Descripción del proyecto
Generating a Bose Einstein Condensate (BEC) or Fermi gas of molecules is a long-standing goal of modern molecular science. Molecular BEC is a macroscopic millimeter-size quantum object with a large number of molecules occupying the lowest center-of-mass quantum state. In stark contrast to atoms, molecules possess internal degrees of freedom and stronger interactions that lead to the emergence of new phenomena. Strong dipole-dipole interactions give rise to new ordered states of matter, quantum crystals. Many-body effects start dominating collision dynamics where even molecular rotational excitations are dissipated as angular-momenta-carrying quasiparticles within the condensate.

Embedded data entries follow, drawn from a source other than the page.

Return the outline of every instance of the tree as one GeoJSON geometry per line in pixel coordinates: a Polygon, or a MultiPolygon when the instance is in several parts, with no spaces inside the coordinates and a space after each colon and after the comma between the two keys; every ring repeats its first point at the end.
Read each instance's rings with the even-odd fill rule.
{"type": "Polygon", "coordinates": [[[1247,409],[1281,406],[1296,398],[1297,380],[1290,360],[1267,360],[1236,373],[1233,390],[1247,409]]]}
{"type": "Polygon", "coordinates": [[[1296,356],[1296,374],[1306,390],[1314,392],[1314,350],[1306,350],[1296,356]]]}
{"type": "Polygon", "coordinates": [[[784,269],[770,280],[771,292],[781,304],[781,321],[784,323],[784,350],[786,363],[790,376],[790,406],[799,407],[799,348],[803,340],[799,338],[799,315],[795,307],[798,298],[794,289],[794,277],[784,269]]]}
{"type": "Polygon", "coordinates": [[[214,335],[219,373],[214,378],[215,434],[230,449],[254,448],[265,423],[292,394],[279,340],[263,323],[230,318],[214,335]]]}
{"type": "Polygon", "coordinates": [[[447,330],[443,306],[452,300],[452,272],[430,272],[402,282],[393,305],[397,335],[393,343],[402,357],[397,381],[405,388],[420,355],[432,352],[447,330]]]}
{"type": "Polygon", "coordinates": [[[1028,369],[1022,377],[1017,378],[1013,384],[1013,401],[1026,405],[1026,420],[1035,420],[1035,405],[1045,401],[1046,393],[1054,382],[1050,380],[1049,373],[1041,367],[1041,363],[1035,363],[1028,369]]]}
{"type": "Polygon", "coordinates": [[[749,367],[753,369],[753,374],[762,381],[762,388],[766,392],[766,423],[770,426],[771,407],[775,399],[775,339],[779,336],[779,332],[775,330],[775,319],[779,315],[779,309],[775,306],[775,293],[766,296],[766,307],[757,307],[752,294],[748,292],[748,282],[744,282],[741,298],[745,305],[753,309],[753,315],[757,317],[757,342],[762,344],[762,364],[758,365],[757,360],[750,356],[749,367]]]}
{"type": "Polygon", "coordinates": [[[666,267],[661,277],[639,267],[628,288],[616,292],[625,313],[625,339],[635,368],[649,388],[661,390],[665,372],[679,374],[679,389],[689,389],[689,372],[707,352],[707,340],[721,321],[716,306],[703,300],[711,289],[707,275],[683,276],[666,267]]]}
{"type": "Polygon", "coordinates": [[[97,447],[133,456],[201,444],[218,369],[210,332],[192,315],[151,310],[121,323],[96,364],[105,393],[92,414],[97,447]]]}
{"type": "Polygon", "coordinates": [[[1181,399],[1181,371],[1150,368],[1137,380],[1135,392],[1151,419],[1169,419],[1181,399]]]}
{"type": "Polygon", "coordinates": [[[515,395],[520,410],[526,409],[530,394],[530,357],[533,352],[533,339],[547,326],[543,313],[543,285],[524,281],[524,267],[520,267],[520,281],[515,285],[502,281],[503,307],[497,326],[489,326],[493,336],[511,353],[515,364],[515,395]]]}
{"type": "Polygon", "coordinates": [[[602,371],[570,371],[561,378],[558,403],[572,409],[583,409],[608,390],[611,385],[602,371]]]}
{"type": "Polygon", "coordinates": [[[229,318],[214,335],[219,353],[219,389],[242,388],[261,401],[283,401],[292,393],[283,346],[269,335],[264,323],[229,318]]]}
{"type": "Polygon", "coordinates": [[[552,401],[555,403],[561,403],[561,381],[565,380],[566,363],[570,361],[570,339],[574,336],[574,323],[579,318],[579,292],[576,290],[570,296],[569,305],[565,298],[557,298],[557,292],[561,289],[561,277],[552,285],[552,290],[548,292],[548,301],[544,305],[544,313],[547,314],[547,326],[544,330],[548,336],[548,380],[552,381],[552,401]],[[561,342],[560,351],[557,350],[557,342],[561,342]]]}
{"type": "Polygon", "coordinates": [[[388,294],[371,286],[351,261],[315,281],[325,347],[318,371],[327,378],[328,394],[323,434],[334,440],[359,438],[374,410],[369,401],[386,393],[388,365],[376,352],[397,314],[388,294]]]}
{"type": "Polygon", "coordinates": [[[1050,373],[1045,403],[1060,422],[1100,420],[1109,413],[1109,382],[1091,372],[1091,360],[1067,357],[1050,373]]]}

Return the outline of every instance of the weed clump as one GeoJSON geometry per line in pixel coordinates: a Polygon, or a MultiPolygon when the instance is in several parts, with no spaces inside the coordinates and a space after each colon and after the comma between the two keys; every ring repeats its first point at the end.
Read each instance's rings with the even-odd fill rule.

Despite intense experimental efforts, these fascinating ideas remain in the realm of theory. The main difficulty in turning theory into reality has been the absence of general molecular cooling methods. Recently, we have demonstrated the first experiment where collisions between cold molecules trapped in a 1 K deep superconducting magnetic trap are achieved without laser cooling [Segev et al. Nature, 572 (2019)], opening a clear path to molecular evaporation.
We here propose to cool molecules by removing the fastest ones from the trap and letting the rest thermalize to lower temperatures via collisions. This method has been used to produce atomic BECs and we are the first group reaching identical initial conditions that are necessary for the successful application of the evaporative cooling. Generality of our approach is the key to successful search for a suitable molecular candidate. As an alternative to evaporation we suggest applying direct laser cooling on magnetically stopped NH radicals. We are confident that one of our approaches will lead to the long-sought generation of molecular quantum degenerate gas.
Our proposal opens new fields and will find applications in areas ranging from quantum chemistry to quantum information science.